The fact that patients tolerated better the micro-TEE than a standard TEE probe is not surprising. It further suggests that the prolonged intraprocedural use of micro-TEE in non-sedated adults is feasible not only for point-by-point RF ablation techniques but may be possibly useful for multielectrode RF catheters, cryoballons, and other cardiovascular intervention such as LAA or atrial septal defect-closing device implantation.
Another potential use of the microprobe would be further assistance during the AF ablation procedure itself—guiding PVI and early detection of procedure-related complications. Actually, this was our original plan when we designed the study. However, we abandoned this idea right away during the first session when we realized that imaging with TEE transducer is associated with a rise in the probe temperature, and subsequently, probably in the oesophageal temperature. This rise was rather small when imaging the structures (up to 38.1°C); however, it was much higher (above 39°C) when using colour Doppler to measure the flow. Since any rise in the oesophageal temperature may be dangerous during AF ablation, we immediately abandoned the idea of ablation monitoring by using micro-TEE and decided to limit the study to the time point of transseptal puncture. Further investigation on temperature rise and potential harm from TEE probe to the oesophagus should be verified before permanent monitoring of RF ablation, especially when performed in the posterior wall of LA.

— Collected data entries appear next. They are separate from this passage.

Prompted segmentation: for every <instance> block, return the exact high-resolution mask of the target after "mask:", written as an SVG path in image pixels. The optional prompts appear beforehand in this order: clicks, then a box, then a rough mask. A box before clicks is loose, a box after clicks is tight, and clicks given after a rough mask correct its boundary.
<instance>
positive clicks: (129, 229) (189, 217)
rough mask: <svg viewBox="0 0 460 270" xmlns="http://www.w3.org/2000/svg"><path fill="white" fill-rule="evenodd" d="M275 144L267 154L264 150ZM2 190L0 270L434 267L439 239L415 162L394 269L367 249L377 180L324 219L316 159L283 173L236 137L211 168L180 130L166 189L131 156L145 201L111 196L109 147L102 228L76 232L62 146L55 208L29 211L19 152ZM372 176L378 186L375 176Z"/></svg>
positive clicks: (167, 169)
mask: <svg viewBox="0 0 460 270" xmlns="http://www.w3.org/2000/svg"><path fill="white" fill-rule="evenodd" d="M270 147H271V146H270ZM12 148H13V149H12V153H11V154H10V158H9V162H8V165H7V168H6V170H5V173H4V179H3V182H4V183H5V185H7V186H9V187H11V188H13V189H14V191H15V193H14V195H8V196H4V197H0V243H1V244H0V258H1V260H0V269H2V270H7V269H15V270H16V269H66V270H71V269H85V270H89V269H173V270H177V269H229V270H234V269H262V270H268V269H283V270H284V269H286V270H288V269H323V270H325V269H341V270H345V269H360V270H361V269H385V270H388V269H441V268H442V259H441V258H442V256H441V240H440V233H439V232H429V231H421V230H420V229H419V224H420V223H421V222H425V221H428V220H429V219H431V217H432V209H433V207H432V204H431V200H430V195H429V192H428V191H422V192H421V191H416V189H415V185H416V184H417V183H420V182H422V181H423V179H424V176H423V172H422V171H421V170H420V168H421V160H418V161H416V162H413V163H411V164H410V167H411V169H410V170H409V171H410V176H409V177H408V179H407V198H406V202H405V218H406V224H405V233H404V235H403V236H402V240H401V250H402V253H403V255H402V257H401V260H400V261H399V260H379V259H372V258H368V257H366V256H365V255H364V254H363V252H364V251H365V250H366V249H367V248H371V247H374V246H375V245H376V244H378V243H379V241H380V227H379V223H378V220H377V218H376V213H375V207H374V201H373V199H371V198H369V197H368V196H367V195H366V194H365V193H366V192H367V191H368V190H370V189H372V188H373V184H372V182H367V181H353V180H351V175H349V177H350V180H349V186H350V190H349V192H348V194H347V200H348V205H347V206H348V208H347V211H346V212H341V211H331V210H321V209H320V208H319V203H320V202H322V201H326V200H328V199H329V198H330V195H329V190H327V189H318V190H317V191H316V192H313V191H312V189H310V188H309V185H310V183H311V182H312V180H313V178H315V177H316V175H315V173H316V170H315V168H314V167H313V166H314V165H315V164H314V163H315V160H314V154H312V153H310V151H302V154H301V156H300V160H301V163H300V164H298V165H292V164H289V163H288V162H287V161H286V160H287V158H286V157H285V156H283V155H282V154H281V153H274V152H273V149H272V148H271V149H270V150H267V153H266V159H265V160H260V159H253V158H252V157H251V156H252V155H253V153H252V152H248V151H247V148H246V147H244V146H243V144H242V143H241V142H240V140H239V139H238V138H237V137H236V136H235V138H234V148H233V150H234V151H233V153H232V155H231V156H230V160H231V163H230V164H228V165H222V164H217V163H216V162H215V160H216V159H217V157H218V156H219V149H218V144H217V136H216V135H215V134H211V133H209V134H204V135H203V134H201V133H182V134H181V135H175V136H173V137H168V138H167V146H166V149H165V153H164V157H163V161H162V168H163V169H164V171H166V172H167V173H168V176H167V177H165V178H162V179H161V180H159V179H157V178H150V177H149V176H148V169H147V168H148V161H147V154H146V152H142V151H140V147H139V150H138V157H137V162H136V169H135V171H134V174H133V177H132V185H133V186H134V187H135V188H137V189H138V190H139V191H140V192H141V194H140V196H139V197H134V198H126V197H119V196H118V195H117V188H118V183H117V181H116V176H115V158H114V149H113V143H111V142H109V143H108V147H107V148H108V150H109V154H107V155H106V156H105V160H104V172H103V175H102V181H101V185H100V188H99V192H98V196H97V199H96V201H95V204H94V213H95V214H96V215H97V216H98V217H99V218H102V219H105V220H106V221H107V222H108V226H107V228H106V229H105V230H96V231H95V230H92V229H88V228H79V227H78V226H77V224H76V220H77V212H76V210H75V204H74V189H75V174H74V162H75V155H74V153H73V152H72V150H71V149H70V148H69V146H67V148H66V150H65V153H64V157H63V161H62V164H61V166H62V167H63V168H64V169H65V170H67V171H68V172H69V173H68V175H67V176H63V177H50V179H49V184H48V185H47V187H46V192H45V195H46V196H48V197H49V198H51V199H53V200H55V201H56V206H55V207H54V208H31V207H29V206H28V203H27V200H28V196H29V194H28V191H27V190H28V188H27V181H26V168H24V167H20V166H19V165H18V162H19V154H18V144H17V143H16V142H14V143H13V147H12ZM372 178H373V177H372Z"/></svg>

In summary, in non-sedated patients undergoing AF ablation, the micro-TEE could be used for the assessment of the LA and LAA anatomy, delineation of PV anatomy, and for the guidance of transseptal puncture. These preliminary findings have to be confirmed in larger studies.
Limitations of the study
The study has several important limitations. First, the number of patients was very small and our results must be treated as preliminary. Secondly, we have never used before the microprobe; thus, our results may be different after a learning curve for this new TEE tool is completed. Thirdly, we did not use other than right atrial views when performing ICE which may explain a relatively low number of properly visualized right PV and the whole cavity of LAA. Moreover, the analysis of the images was not performed blindly. Lastly, the presence of the echocardiographer during the ablation procedure raised additional costs.
Conflict of interest: none declared.
Funding
This work was supported by the research grant from the Postgraduate Medical School, Warsaw, Poland, 501-1-10-40-10.